Le spécialiste en capital innovation et ancien président de l’Association marocaine des investisseurs en Capital (AMIC), Tarik Haddi, a accordé une interview à la MAP, à l’occasion de la parution de son ouvrage “Gen J- Génération innovation made in Morocco”.

1- Qu’est-ce qui vous a conduit à écrire ce livre ? Pourquoi maintenant?

Si durant la première décennie de ce millénaire, notre pays a connu une croissance annuelle de l’ordre de 5%, celle-ci a ensuite ralenti pour se stabiliser autour de 3% durant la deuxième décennie : certainement la fameuse “trappe du revenu intermédiaire” que connaissent la plupart des pays en voie d’émergence. Les experts expliquent cette “trappe” par l’incapacité de ces pays d’évoluer d’une “économie de rattrapage” vers une vraie “économie d’innovation”.
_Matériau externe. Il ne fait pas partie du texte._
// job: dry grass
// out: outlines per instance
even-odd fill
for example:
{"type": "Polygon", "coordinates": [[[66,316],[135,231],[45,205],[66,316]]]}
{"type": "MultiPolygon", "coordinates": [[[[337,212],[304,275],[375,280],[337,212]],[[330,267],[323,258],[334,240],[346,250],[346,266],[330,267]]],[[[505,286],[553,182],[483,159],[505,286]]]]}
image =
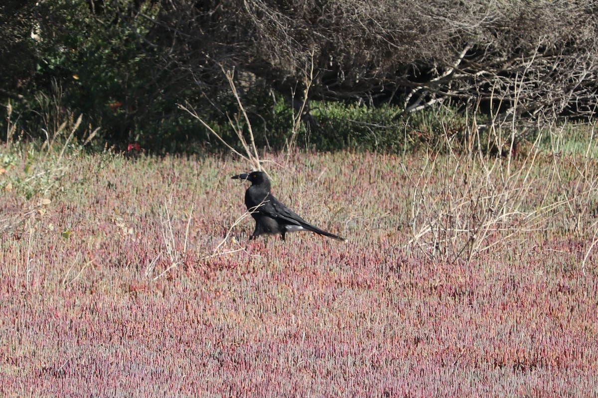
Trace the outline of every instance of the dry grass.
{"type": "Polygon", "coordinates": [[[229,159],[8,155],[0,396],[598,393],[594,160],[266,159],[341,244],[229,233],[229,159]]]}

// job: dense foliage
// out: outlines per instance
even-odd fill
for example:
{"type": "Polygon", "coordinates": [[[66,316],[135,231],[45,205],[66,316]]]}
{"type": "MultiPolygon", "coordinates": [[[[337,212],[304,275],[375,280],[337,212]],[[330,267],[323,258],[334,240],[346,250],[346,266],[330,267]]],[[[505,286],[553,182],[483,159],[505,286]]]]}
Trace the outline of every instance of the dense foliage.
{"type": "MultiPolygon", "coordinates": [[[[327,128],[338,115],[312,110],[334,101],[344,119],[355,106],[370,115],[388,103],[380,120],[391,126],[448,100],[494,121],[588,117],[596,11],[589,1],[8,0],[0,5],[0,98],[13,122],[18,115],[16,134],[43,136],[48,119],[82,113],[80,135],[100,127],[102,142],[163,151],[218,144],[178,104],[230,134],[238,110],[223,70],[233,69],[264,146],[284,144],[297,112],[306,141],[360,145],[357,125],[327,128]],[[300,109],[306,97],[321,106],[300,109]]],[[[365,135],[376,141],[405,127],[370,125],[365,135]]]]}

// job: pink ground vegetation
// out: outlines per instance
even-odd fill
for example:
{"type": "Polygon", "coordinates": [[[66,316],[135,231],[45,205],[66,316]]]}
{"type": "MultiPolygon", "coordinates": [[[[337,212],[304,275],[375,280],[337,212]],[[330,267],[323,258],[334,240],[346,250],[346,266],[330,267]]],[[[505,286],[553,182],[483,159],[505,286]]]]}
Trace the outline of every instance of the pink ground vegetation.
{"type": "Polygon", "coordinates": [[[4,193],[0,396],[598,394],[593,232],[560,212],[470,261],[431,258],[405,226],[401,162],[420,159],[297,155],[270,169],[274,193],[349,242],[248,242],[247,220],[246,251],[224,254],[242,165],[69,161],[49,204],[4,193]]]}

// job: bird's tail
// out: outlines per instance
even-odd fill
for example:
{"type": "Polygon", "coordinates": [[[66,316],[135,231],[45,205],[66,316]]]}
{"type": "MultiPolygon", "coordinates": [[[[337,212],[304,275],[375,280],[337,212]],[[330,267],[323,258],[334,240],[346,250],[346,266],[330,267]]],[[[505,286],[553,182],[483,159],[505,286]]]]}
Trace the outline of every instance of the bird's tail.
{"type": "Polygon", "coordinates": [[[330,233],[329,232],[327,232],[323,229],[320,229],[318,227],[314,227],[310,224],[301,223],[301,226],[308,231],[311,231],[312,232],[315,232],[320,235],[324,235],[324,236],[328,236],[328,237],[331,237],[333,239],[336,239],[337,240],[340,240],[341,242],[346,242],[347,239],[344,237],[341,237],[338,235],[335,235],[334,233],[330,233]]]}

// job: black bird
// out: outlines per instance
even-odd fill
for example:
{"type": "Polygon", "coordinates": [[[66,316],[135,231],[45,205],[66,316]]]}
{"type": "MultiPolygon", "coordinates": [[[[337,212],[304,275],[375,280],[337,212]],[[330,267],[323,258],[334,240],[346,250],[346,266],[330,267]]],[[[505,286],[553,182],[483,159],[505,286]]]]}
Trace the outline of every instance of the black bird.
{"type": "Polygon", "coordinates": [[[245,191],[245,205],[247,206],[247,210],[251,213],[251,217],[255,220],[255,230],[249,237],[250,239],[255,239],[263,234],[280,234],[284,240],[287,232],[311,231],[338,240],[346,240],[340,236],[314,227],[280,203],[270,193],[270,180],[265,173],[252,171],[231,178],[246,180],[251,183],[251,186],[245,191]]]}

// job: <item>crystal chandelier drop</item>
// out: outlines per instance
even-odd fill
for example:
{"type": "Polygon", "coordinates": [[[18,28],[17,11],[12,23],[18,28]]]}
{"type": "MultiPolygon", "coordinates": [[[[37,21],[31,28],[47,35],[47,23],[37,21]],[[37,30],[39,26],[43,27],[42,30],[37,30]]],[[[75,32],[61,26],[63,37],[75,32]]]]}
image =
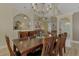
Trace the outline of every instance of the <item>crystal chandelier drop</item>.
{"type": "Polygon", "coordinates": [[[33,3],[32,8],[36,15],[45,17],[50,11],[55,11],[56,4],[33,3]]]}

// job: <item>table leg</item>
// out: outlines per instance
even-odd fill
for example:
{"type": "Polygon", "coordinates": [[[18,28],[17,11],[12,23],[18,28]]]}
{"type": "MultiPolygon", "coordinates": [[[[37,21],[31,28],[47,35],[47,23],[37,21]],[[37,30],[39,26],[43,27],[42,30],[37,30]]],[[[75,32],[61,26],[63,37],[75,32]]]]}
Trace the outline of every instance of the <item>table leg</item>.
{"type": "Polygon", "coordinates": [[[15,45],[13,45],[13,51],[16,52],[16,46],[15,45]]]}

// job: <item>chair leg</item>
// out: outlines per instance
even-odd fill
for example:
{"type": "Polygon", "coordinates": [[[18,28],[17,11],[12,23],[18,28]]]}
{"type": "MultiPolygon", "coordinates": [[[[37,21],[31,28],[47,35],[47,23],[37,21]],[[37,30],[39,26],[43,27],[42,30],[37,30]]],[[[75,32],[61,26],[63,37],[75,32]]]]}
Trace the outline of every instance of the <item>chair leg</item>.
{"type": "Polygon", "coordinates": [[[59,49],[59,56],[63,56],[62,48],[59,49]]]}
L’économie de rattrapage se caractérise essentiellement par (i) du transfert de technologie, c’est-à-dire de l’imitation sur les plans de la technologie et des méthodes managériales, (ii) des barrières à l’entrée, pour faire émerger des champions nationaux, (iii) avec un financement essentiellement bancaire. Le piège se referme dans ces pays, quand vient le temps des positions dominantes et donc des mesures visant à empêcher les nouveaux entrants. Résultat : pas d’entrée de nouveaux acteurs, plus innovants et plus compétitifs, et les entreprises dominantes n’ont plus besoin d’innover faute de concurrence, et préfèrent “lobbyer” pour maintenir les barrières à l’entrée.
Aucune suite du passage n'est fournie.